During its lifetime, any system reaches a point when it needs to be upgraded, either in terms of hardware or software. Today, I will talk about such changes, in particular, about upgrading Windows Failover Cluster nodes from Windows Server 2012 R2 to Windows Server 2016 with no production interruption. Thanks to Microsoft, we do have a Cluster Rolling Upgrade procedure at our fingertips, and I am going to get through it and confirm it works for virtualized disks as cluster shared volumes in Windows Failover Cluster. This procedure assumes rebuilding nodes with clean OS deployment one by one, while the production keeps running from the other cluster node.
To begin with, I have a 2-node Windows Failover Cluster with Windows Server 2012 R2 installed on the nodes. The cluster has got 2 CSVs along with the Quorum. The whole system is configured in a hyperconverged scenario.
Before making any further steps in terms of Cluster Rolling Upgrade, taking into account that in my case the cluster storage is provisioned by StarWind VSAN, I would like to mention that step #0 is checking that all disks are synchronized on all nodes. Without making sure that they are, the below actions can endanger the stability of the production environment.
After having checked the StarWind devices synchronization status, I proceed with the upgrade starting from node 1 with the following steps:
1. Drain roles from node 1 inside the Failover Cluster Manager.
2. Evict node 1 from the cluster.
3. Stop the StarWind VSAN service on node 1.
4. Back up the StarWind configuration file StarWind.cfg on node 1 (the default location: “C:\Program Files\StarWind Software\StarWind\StarWind.cfg”) to restore StarWind setup with less effort after OS reinstallation.
Note: Make sure that there are no StarWind devices located on the OS partition.
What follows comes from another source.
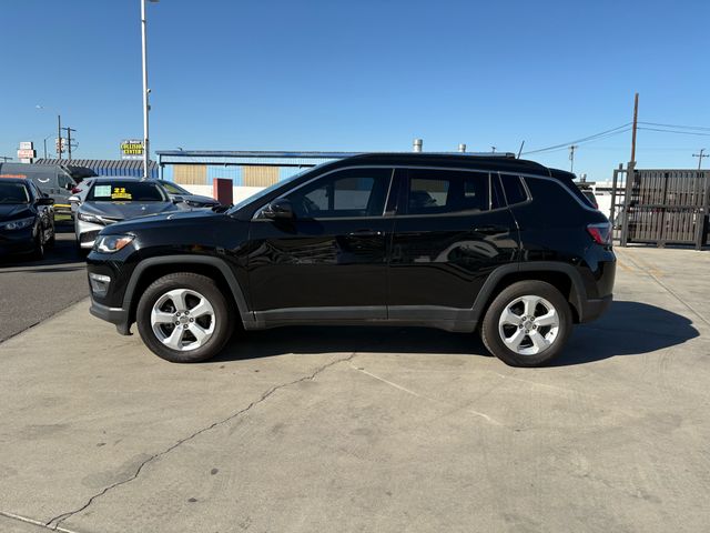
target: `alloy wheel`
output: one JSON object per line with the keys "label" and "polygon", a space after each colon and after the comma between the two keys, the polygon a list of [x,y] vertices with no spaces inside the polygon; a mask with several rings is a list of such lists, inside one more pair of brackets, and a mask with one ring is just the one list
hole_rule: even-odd
{"label": "alloy wheel", "polygon": [[508,303],[498,320],[498,333],[505,345],[520,355],[537,355],[557,340],[560,316],[541,296],[527,294]]}
{"label": "alloy wheel", "polygon": [[210,301],[196,291],[174,289],[160,296],[151,311],[155,336],[176,351],[203,346],[215,326],[215,312]]}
Do not format partitions where StarWind devices are located.
5. Make a clean install of Windows Server 2016 on the system partition of node 1. Supply it with all required roles and features like Hyper-V, Multipath I/O, and Failover Clustering as well as correct network settings that have been previously used on Windows Server 2012 R2 on this node. For the guidance on how to configure this, refer to the configuration guide.
6. Install StarWind VSAN. The above guide offers instructions on that as well. To keep the previous configuration consistency, make sure you install the same build of StarWind VSAN as used before.
7. Stop the StarWind VSAN service on node 1.
8. Swap the existing StarWind.cfg file with the one you have previously backed up from node 1.
9. Start the StarWind VSAN service and check whether all devices appear in the StarWind Management Console on node 1, and confirm there are no non-active devices on it. In my case, at this step, I had the fast sync process automatically initiated from node 2 to node 1.
Note: If you do not have a valid backup for the StarWind.cfg file, just go to node 2 and recreate replicas to node 1 for all StarWind devices in the Replication Manager. To access it, right-click on each device and select the Replication Manager in the menu. After this is done, wait for the process of full synchronization to complete.
10. Connect targets in Microsoft iSCSI initiator on node 1 after the synchronization process is over. You can find the guidance on configuring iSCSI connections in the document mentioned in step 5.
11. In Disk Management, bring all StarWind-related disks online. They will show up as RAW but do not worry, as this is caused by the fact that they are clustered already.
12. On node 1 (important!), open Failover Cluster Manager, connect to your cluster and add node 1 to it. Do not try to perform this from node 2, which still runs on Windows Server 2012 R2, as the Failover Cluster Manager console will most likely keep failing when connecting to the hybrid-mode cluster (with node 1 on Windows 2016 and node 2 on Windows 2012 R2).
13. Perform steps 1-12 for node 2. Keep in mind step 0 😊
14. Once all cluster nodes are upgraded to Windows Server 2016, follow the Microsoft’s guide on how to upgrade the VMs and the cluster’s functional level. The following PowerShell cmdlet can be used for this purpose:
1 |
Update-VMVersion -Name VM_Name |
and
1 |
Update-ClusterFunctionalLevel. |
Hint: if you decide to check the functional level of the cluster containing only 2012 R2 nodes, the PowerShell command
1 |
Get-Cluster | Select ClusterFunctionalLevel |
will not even return the value. But whenever at least one 2016 node is added, this property will be available for monitoring.
Conclusion
At all stages of the Сluster Rolling Upgrade procedure, the production kept operating from the active cluster node, with StarWind VSAN properly serving the storage to the cluster. Thus, the Cluster Rolling Upgrade can be considered for the “live” upgrading of StarWind VSAN based environments where 24/7 availability is required.